Regarding blade, kage and måle, I have nothing to add to Nardog’s answer, except to note that among younger speakers, the schwa-assimilation that takes place in kage is more likely to yield what would in standard IPA be transcribed as [ˈɡ̊ʰæ̝ː.æ̝], with the schwa assimilating completely to the preceding vowel. (And also to add that your informant’s description of a simple schwa, requiring belly punches and whatnot, is somewhat fanciful!)
Regarding mand and mænd, a bit of clarification to Nardog’s answer seems in order.
To begin with, if mand and mænd are transcribed with the same vowel, then the system is quite unequivocally wrong, because these are two entirely different vowels.
As Nardog mentions, there are various conventions for transcribing Danish, some of which go against each other. For present purposes, there are four main varieties to deal with: Dania; standard IPA; the ‘normalised’ IPA used, mostly phonemically, in Danish works (such as those by Basbøll and Grønnum, and also in reference works like DDO); and Wikipedia’s ‘IPA for Danish’.
The vowel in mand is [a̝] in fairly narrow standard IPA – that is, it is somewhere in between IPA [a] and [æ]. This sound is transcribed [a] in both Dania and ‘normalised’ IPA, but Wikipedia opts for [æ]. This is the basic Danish vowel that comes closest to the (British) English CAT vowel, standard IPA [a].1
The vowel in mænd is [e] or [e̞] in narrow standard IPA – that is, it is just a tiny bit lower than standard IPA [e], but not much. In Dania, this is transcribed [æ], while ‘normalised’ IPA uses [ε] and Wikipedia uses [e]. This is the basic Danish vowel that comes closest to the (American) English LET vowel.2
The vowel in æble is the same underlying phoneme as in mænd, except long: phonemically, it’s /εː/, and it’s generally transcribed as just the long counterpart to /ε/. Phonetically, it tends to be slightly more open than its short counterpart, between [e̞ː] and [ε̝ː].
Notes
1 There is a Danish vowel that is narrowly transcribed as standard IPA [a], but it’s not phonemic: it’s the allophone of the phoneme /ε/ (the vowel in mænd, see above) which is found after /r/.

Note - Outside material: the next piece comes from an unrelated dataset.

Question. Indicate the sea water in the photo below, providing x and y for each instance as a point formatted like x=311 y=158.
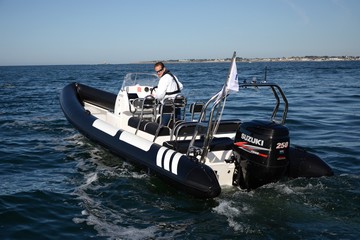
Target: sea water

2 For some older speakers, the allophone of /ɛː/ found after /r/ can actually come closer to the LET vowel than this one does, but in most younger people, that allophone has shifted and become much more open and retracted, to the point that many now pronounce it more like [æ̠ː]. And of course, unlike the LET vowel, this allophone is inherently long.